Consider the Opposite

Consider the Opposite

How do we think about things now? How to refresh our thinking? How to re-frame, retrain our brains, how to shift or jostle or shine up our thinking? For me, I’ve been wanting to reset my brain, freshen up my thoughts, reconvene on worn subjects. I want to see anew, think more creatively. I want sparks! This seems like an opportune time, the proper juncture.

One of the secrets to being creative, and to creative thought is this: (which is really no secret): the more creative you are the more creative you are. So if you do one fun and creative thing in say, photography, then when you go back to the page to write something, it somehow seems to boost your ability there to think in new ways. Another secret is that, for example, before I go out to take photos, I often flip through some coffee table books of photos by my favourite photographers, or if I’m doing portraits, I look through Pinterest. When I’m writing poetry, I read some favourite or brand new to me poems. If I’m writing an essay I might read a paragraph or two from an admired essayist. Etc. You see where I’m going here. When I was in university doing my undergraduate in English literature, (pre-internet and AI etc), I learned that the trick to getting a good mark on an essay was to go and read a bunch of criticism — not even necessarily on the topic at hand. Just essays that you admire written by scholars. And then, what you do is forget whatever it is you’ve read or seen, and write your own thing. Maybe this method seems quaint these days — creative absorption — but it helped me to get thinking in the proper direction.

A lot of it comes down to play, and to turning things around, to see from another angle. To shift things. To pun and put together odd things. To juxtapose. When I took the photo of the rose in the coke bottle, I’d initially planned to drink the coke and then replace it with water. But then, it seemed like it would be more fun to put the rose into the coke. And then initially I put it on top of a book of women photographers, but then it seemed interesting to put it on top of the book nature morte. I took the photo one day with the bud of the rose quite closed up. The outer petals were quite muted. And then I cracked open another coke a couple of days later when the flower had opened. This is all fine, right? I find the photos amusing, if nothing else. But what happened next was that I came up with three new ideas for the book I’m writing. Coincidence? Maybe.

I’ve had many people mention how useful was the first piece of advice in a post I wrote in 2019: Consider the Opposite. It’s a good exercise in general, I think, and I use it on the regular.

I recently came across two examples of thinking about things differently in the same day. One I had read before, and it’s in the book by James Elkins titled, What Painting Is. He talks about how painters think in paint. And it’s something I know because I once attempted to paint on the regular, years ago, but also because I watch this process on a daily basis because my partner has his studio in the basement. So James Elkins muses:

“What kinds of problems, and what kinds of meanings, happen in the paint? Or as one historian puts it, What is thinking in painting, as opposed to thinking about painting.”

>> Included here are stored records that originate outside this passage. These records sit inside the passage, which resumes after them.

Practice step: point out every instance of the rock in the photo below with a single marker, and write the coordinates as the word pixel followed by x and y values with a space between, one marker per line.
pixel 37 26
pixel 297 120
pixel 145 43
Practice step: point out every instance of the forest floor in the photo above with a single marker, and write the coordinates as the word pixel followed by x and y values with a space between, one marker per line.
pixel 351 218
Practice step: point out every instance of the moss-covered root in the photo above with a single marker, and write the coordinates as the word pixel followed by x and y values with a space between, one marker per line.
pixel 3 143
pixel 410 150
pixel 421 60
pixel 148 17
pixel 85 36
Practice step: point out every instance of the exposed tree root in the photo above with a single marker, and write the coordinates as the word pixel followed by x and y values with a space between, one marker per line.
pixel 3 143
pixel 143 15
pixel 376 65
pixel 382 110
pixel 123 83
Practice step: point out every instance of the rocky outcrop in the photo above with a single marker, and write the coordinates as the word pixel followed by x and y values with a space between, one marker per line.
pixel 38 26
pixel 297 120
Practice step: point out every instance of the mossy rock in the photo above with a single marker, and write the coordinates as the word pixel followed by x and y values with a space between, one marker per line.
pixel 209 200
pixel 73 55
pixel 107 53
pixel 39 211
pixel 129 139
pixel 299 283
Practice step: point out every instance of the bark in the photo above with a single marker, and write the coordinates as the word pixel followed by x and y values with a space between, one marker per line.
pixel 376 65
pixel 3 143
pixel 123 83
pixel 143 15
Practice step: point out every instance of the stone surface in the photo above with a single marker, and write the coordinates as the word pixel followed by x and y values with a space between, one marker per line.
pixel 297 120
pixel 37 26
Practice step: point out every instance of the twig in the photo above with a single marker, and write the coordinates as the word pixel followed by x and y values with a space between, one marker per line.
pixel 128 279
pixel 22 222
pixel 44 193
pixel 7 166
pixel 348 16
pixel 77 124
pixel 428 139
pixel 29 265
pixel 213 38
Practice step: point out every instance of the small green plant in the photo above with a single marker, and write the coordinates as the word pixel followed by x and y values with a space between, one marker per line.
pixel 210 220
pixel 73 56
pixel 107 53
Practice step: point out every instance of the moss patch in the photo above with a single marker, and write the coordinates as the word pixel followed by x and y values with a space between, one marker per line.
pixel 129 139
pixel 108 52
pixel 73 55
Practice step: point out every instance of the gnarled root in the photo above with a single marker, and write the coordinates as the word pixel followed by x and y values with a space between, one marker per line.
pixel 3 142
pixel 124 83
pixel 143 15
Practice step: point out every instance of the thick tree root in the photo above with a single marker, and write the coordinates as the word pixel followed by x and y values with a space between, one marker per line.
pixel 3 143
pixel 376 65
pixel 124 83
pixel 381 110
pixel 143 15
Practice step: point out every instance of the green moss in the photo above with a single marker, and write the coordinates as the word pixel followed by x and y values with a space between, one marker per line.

“To a painter, it is the life’s blood: a substance so utterly entrancing, infuriating, and ravishingly beautiful that it makes it worthwhile to go back into the studio every morning, year after year, for an entire lifetime. As the decades go by, a painter’s life becomes a life lived with oil paint, a story told in the thicknesses of oil. Any history of painting that does not take that obsession seriously is incomplete.”

“The muddy moods of oil paints are the painter’s muddy humours, and its brilliant transformations are the painter’s unexpected discoveries. Painting is an unspoken and largely uncognized dialogue, where paint speaks silently in masses and colours and the artist responds in moods.”

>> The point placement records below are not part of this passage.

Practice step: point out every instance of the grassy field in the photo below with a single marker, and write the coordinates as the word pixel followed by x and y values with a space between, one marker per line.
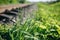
pixel 45 25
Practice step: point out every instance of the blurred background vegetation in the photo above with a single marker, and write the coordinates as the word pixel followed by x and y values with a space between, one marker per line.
pixel 45 25
pixel 11 1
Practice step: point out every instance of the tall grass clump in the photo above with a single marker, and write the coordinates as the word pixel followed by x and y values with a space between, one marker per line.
pixel 44 26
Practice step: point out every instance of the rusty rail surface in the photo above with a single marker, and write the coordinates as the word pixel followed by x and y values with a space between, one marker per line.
pixel 13 6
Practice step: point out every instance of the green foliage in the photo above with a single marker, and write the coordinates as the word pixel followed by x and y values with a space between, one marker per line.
pixel 11 1
pixel 45 25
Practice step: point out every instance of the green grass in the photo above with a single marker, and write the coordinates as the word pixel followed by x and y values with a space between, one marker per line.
pixel 45 25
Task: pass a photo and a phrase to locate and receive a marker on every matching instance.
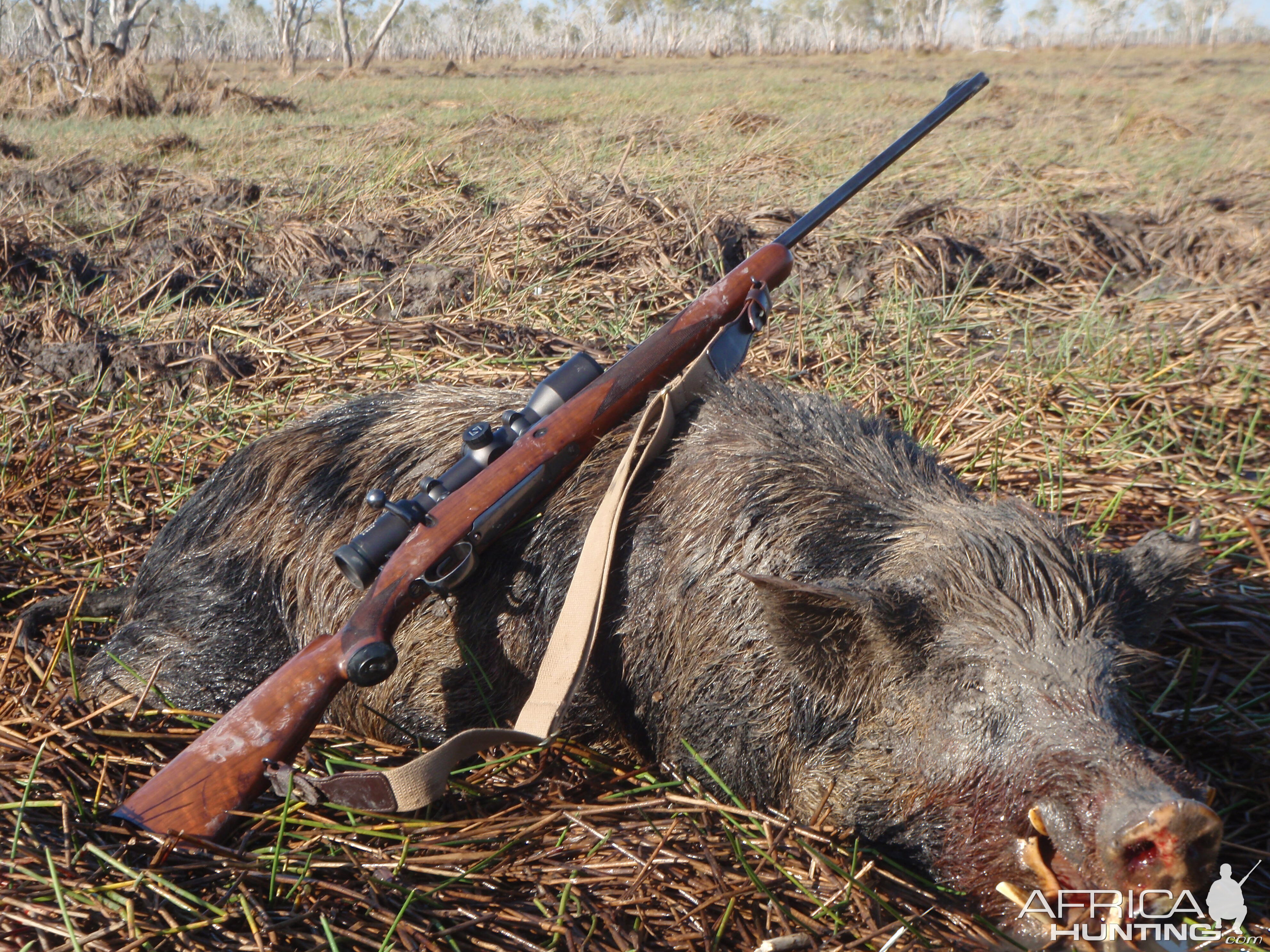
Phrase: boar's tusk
(1020, 899)
(1038, 822)
(1037, 864)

Painting, this act, contains liquid thought, says Elkins, and the paintings themselves preserve this — we can see it in a work hanging on the wall of a museum: “the quick jabs, the exhausted truces, the careful nourishing gestures.” I don’t think there is even a proper catalogue of names for all the gestures and techniques that oil painters use. But there are some names. For example, there is a technique the Japanese call “flying white” where “a partly dry inkbrush will leave flashes of white as it drags across the silk.” You might have heard of terms like, scumble, alla prima, smudging, daubing…etc. But Elkins describes all the types of brush movements visible in a Monet painting, and how complex his techniques were. It’s the kind of thought, this thinking via a material, that is tough to get down into words. And you can see why painters might hesitate to try because there is a danger in losing the mystery by oversimplifying what goes on while painting. (Elkins gets all this which is why I think his book is so indispensable).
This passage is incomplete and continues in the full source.